Here is another approach:
Suppose $f$ is convex, $x \neq y$, and $R(x,y) = {f(x)-f(y) \over x-y }$ (see https://en.wikipedia.org/wiki/Convex_function#Properties) .
It is straightforward to show that if $ x<y<z$, then
$R(x,y) \le R(y,z)$. This can be seen graphically by noticing that the slopes of the secants joining points on the graph of $f$ at $x,y,z$ are non decreasing.

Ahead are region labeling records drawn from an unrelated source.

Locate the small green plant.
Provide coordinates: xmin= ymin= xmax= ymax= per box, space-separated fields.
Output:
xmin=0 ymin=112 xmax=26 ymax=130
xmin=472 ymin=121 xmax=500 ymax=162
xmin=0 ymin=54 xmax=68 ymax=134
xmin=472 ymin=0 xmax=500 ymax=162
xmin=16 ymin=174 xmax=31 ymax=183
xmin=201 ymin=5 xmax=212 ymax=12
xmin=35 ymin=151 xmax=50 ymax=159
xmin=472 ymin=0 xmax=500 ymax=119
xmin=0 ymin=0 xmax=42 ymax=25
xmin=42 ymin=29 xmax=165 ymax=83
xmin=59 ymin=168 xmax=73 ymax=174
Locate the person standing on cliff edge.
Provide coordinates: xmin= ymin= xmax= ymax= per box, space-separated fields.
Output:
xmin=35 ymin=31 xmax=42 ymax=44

Pick $x_0$, then the above shows that
$c_- = \limsup_{h \uparrow 0}R(x_0,x_0+h) \le \liminf_{h \downarrow 0}R(x_0,x_0+h) = c_+$.
Choose $c_0 \in [c_-,c_+]$, then
if $x>x_0$ we have $R(x,x_0) \ge c_0$ and if $x<x_0$ we have
$R(x,x_0) \le c_0$. Combining shows that
$f(x) \ge f(x_0) + c(x-x_0)$ for all $x$.

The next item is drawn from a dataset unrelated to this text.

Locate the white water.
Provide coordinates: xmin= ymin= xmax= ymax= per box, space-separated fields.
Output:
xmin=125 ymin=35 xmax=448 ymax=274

For the other direction, suppose $\lambda \in (0,1)$ and
$x_0 = (1-\lambda) x_1 + \lambda x_2$. Let $c_0$ be the constant $c(x_0)$, then we have
$f(x_1)-f(x_0) \ge c_0(x_1-x_0)$ and $f(x_2)-f(x_0) \ge c_0(x_2-x_0)$.
Hence $(1-\lambda) (f(x_1)-f(x_0)) + \lambda (f(x_2)-f(x_0)) \ge (1-\lambda )c_0(x_1-x_0) + \lambda c_0(x_2-x_0)$ which reduces to
$(1-\lambda) f(x_1) + \lambda f(x_2) \ge f(x_0)$.